Nuestro cuerpo en el tejido adiposo tiene una gran capacidad de almacenar reservas, heredada de nuestros antepasados, a quienes les ha sido tremendamente útil para disponer de una capa subcutánea protectora, a la vez que una reserva energética, para soportar situaciones puntuales de inanición, periodos de hambre e inclemencias meteorológicas.

Los adipocitos son las células donde se van depositando las gotitas de grasa, material energético derivado de los excedentes alimentarios, que el cuerpo no ha podido procesar o utilizar en su momento y que ha ido guardando preventivamente en sus almacenes. Estos adipocitos están distribuidos por todo el cuerpo y en principio todos ellos reciben, a través de los vasos sanguíneos y linfáticos, la carga grasa de manera regular.

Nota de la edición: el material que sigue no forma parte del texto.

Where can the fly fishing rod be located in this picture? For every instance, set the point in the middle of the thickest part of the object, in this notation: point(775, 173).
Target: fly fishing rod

La persistencia del material graso en su primera localización depende de la mayor o menor demanda de energía que reclamen los tejidos musculares adyacentes. Así se van acumulando las reservas de grasa en las zonas más tranquilas e inactivas, donde menos demanda de energía se produce para la ejecución de actividades.

Nos puede ayudar a entender este peculiar reparto la forma de concentrarse el polvo en una habitación, cuando habiendo caído de manera uniforme en todo el espacio, las corrientes de aire y el movimiento provocado por la actividad de los residentes hace que se redistribuya de forma que se concentre en los rincones, debajo de los muebles, etc., en general donde no se le molesta, en detrimento de las zonas de paso o de mayor movimiento. Paralelamente encontramos mayores depósitos de grasa en la zona abdominal de los hombres y en las caderas - brazos de las mujeres.

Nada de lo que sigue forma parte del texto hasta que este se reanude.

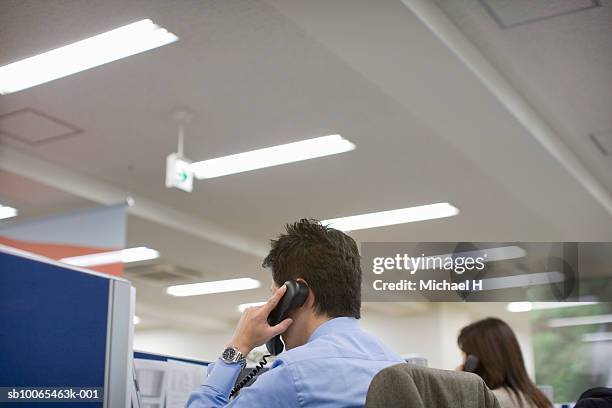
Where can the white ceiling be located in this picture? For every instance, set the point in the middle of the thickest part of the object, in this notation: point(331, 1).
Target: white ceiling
point(260, 73)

Cuando observamos con cierto detenimiento a las personas de nuestro entorno, podemos constatar una gran variabilidad de tipos y de formas anatómicas, que pueden inducirnos a considerar como normales, situaciones claramente patológicas, tanto por exceso como por defecto en los pesos y, o, volúmenes corporales.

En nuestra propia historia personal podemos también recordar épocas con más o menos kilos y quizás tenemos la tentación de aceptar como normal o ligado a la edad el progresivo incremento de peso que venimos experimentando a lo largo de los años.

Esta observación muchas veces interesada y aparentemente tranquilizadora es utilizada con frecuencia por ciertos “científicos”, que asocian de manera determinista los problemas de salud con la genética o con los años, y así terminamos por creernos abocados a padecer, de manera irreversible, algún problema metabólico, según vayamos avanzando en edad. Frente a esta tentación de conformismo debemos recordar que en el reino animal, que no vive cautivo sino en libertad, no existe la obesidad, ni los individuos aumentan de peso con la edad, aunque dispongan de alimentos en abundancia.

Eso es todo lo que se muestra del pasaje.